Asean seeks greater resolve to tackle security challenges
The threats of terrorism, the North Korea crisis and maritime tensions loomed large for leaders of Asean’s 10 nations and key partners yesterday (Nov 13) as they began a series of meetings and called for greater resolve to address these challenges.
Their host, Philippine President Rodrigo Duterte, set the tone in his opening remarks as he spoke of the five-month battle with extremists who had seized the southern city of Marawi and sought to turn it into a province of the Islamic State in Iraq and Syria (ISIS) terror group.
“Terrorism and violent extremism endanger the peace, stability and security of our region because these threats know no boundaries,” he said. More than 1,000 people were killed in the conflict and about 400,000 people displaced.
Fellow leaders, including Singapore Prime Minister Lee Hsien Loong, called for greater collaboration to counter terrorism, saying it “remains a serious, acute and continuing threat for the region”.
As ISIS loses ground in the Middle East, it is calling on supporters to conduct lone-wolf attacks, and South-east Asia will soon see an increased flow of returning fighters.
“We must continue to be vigilant and pursue deeper cooperation in counter-terrorism,” said Prime Minister Lee.
The Philippines, Indonesia and Malaysia are already holding joint maritime and air patrols in the Sulu Sea, but experts have said more needs to be done to stem the flow of militants and terror funding by sharing intelligence and resources.
Duterte also cited the problems of piracy and drug trafficking, saying: “Piracy and armed robbery in the seas put a dent on our growth and disrupt the stability of both regional and global commerce.”
Touching on the “menace of the illegal drugs trade”, he said it “continues to endanger the very fabric of our society”.
The issue of North Korea’s recent nuclear and missile tests was also raised, with Prime Minister Lee reiterating the need to continue to call on Pyongyang to abide by international obligations and commitments.
Yesterday, Asean leaders met among themselves before separate summits with United States President Donald Trump, Chinese Premier Li Keqiang, South Korean President Moon Jae In and Japanese Prime Minister Shinzo Abe.
One key theme was the need for Asean members to stay united on key issues affecting the region.
Trump reiterated his commitment to ensuring “fair trade”, as Asean leaders spoke of the importance of warm Asean-US ties.
Leaders of Asean and China announced the start of talks on a code of conduct in the South China Sea, calling for its early conclusion.
“While the situation is calmer now, we cannot take the current progress for granted,” Asean leaders said in a statement Prime Minister Lee read.
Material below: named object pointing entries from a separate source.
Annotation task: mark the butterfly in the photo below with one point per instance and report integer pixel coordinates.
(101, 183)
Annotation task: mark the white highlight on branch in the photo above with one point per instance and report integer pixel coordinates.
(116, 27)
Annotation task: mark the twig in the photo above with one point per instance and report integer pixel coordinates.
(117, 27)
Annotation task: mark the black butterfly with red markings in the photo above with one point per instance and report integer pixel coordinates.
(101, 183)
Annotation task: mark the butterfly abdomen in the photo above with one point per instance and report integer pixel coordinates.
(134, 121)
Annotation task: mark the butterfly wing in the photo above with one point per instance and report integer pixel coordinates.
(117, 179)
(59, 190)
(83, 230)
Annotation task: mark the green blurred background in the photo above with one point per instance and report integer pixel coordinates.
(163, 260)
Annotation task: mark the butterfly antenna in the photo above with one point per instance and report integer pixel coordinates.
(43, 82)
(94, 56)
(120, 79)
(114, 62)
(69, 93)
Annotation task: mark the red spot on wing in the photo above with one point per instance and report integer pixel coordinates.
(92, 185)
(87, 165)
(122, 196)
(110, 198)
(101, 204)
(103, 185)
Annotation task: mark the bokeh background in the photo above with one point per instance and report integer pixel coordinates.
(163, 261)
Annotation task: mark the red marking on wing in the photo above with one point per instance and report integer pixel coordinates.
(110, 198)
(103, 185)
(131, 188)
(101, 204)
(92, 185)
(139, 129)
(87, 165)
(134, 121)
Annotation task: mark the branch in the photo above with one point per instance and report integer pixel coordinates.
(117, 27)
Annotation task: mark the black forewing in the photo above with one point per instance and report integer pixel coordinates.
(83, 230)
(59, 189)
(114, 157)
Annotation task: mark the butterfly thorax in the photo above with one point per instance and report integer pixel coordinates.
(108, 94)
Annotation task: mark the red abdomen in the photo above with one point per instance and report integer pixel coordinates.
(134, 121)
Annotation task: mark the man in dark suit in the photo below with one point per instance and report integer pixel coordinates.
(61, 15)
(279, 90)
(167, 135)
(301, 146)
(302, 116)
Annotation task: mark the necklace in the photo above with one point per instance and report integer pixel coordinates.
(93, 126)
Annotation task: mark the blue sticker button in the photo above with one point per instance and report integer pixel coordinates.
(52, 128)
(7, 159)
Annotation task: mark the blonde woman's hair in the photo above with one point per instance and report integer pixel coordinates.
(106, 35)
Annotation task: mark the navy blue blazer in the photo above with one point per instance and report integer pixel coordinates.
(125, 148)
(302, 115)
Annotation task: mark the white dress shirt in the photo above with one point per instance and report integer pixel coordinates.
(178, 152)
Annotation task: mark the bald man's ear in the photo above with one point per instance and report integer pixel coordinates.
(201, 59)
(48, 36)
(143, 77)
Managing the issue well will keep ties on the current positive trajectory, he added. Li said Beijing was committed to be a good neighbour, friend and partner to Asean.
Also raised was the ongoing crisis in which over 600,000 Rohingya have fled Myanmar’s Rakhine state for Bangladesh. Duterte’s spokesman Harry Roque said two Asean members raised the issue, and Myanmar welcomed offers of humanitarian aid for the displaced.
Security issues will also be raised at the East Asia Summit today (Nov 14).